What's Ahead For Mortgage Rates This Week : April 20, 2009
Consumer Sentiment is rising -- a potentially bad sign for mortgage rates For the third week in a row, mortgage markets improved early in the week, only to give back the gains before Friday's close.
Mortgage rates ended last week exactly where they started. However, if you locked your mortgage rate Tuesday, you got a rate decidedly lower than someone who waited until Friday.
Last week, one of the biggest mortgage rate drivers was a series of surprisingly strong corporate earning reports, including those from financial firms Goldman Sachs and Citigroup.
The positive reports pushed the Dow Jones Industrial Average to its 6th consecutive weekly gain. This is the market's longest winning streak in two years and its best 6-week rally since 1938, in percentage terms.
In part, the rally is boosting Consumer Sentiment, too. According to a survey, Americans are feeling better about the economy than at any time since last September's meltdown.
But while stock market rallies and rising consumer sentiment can be good for our investment portfolios, they're not always welcome when we're shopping for mortgage rates. This is because the bond market is considered a "safe place" for money, an alternative for when stock markets are risky.
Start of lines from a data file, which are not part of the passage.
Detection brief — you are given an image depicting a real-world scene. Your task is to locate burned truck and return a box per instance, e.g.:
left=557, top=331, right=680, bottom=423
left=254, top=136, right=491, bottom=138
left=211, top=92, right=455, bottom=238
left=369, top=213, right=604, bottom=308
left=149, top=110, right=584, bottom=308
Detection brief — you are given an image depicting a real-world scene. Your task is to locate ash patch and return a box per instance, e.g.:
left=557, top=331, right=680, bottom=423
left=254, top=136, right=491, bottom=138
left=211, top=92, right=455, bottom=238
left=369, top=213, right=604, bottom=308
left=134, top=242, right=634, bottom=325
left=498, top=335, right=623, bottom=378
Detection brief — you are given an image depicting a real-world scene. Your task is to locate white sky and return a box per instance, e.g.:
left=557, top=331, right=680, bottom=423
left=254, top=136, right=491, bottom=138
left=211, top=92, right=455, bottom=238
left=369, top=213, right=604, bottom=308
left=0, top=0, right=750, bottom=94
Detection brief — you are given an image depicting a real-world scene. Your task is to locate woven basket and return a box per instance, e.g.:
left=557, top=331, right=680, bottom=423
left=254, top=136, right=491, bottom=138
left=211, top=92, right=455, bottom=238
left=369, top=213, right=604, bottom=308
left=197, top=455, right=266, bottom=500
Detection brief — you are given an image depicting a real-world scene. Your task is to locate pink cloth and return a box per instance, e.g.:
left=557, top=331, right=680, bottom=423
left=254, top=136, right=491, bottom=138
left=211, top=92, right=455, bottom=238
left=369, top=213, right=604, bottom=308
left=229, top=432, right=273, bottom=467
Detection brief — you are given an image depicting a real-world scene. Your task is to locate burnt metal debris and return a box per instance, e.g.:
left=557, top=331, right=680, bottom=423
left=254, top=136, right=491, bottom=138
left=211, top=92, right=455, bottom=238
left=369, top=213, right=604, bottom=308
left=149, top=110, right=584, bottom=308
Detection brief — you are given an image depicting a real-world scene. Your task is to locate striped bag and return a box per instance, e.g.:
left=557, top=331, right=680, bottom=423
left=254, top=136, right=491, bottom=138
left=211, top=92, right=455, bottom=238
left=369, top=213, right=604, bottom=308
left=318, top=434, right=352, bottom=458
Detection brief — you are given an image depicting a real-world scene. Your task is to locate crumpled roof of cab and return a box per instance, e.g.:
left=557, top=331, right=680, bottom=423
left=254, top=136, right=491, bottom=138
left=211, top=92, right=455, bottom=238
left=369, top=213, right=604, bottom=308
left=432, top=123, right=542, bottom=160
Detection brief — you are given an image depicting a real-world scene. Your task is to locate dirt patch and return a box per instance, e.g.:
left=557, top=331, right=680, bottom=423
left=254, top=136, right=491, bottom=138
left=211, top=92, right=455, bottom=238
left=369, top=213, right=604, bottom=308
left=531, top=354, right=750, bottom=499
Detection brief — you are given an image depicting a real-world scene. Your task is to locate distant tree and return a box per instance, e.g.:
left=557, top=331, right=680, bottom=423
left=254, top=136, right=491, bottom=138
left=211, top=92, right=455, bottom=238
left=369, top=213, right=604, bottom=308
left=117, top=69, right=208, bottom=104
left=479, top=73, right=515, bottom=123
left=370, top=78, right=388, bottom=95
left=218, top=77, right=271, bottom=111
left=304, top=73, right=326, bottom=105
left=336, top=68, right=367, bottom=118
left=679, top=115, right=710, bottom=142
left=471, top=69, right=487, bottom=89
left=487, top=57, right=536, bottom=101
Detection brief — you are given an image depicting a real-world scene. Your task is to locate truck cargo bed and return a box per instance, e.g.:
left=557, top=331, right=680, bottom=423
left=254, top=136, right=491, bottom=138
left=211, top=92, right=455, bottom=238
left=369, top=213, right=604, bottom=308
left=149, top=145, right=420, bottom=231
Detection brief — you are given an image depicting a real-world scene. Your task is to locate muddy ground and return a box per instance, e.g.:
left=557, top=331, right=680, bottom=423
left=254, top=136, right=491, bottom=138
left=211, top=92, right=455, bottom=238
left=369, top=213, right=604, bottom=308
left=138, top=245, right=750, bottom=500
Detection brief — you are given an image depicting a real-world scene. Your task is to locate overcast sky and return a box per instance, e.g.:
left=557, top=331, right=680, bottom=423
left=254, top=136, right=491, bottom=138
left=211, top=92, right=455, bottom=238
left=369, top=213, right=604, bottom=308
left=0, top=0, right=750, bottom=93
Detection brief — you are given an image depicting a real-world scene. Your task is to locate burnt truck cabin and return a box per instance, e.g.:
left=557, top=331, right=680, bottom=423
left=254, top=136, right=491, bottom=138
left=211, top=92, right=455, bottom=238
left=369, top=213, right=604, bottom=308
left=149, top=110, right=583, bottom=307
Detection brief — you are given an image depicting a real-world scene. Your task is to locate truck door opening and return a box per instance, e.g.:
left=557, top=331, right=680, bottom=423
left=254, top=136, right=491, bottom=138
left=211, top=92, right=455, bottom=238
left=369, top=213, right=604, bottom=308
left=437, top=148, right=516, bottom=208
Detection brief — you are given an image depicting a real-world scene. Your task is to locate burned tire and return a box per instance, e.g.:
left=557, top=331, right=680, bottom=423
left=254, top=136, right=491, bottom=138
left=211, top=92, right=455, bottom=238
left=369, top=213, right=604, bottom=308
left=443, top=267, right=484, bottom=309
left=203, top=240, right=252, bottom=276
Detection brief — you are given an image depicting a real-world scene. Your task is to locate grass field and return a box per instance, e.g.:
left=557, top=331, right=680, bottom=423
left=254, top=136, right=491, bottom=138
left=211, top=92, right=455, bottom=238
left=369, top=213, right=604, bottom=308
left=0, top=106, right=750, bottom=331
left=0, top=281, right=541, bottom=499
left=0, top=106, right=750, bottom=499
When market risk is reduced like, say, following 6 consecutive weeks of gains, the safe haven of bonds loses some of its importance to investors.
As a result, bonds start to sell-off so more cash is available to invest in equities. Bond prices suffer when this happens and, because mortgage rates are based on the price of mortgage bonds, mortgage rates suffer, too.
This week, there are a number of large corporations reporting first quarter earnings including banking behemoths Bank of America and US Bank, plus companies like IBM, AT&T and McDonald's. Strong earnings may -- again -- lead mortgage rates higher.
If you're among the thousands of Americans still waiting for mortgage rates to "bottom out", consider that the bottom may have already been touched.
It's tough to follow mortgage rates in real-time so, at least in the short-term, you can find some clues in the stock market. If stock markets are rising this week, it's likely mortgage rates are, too.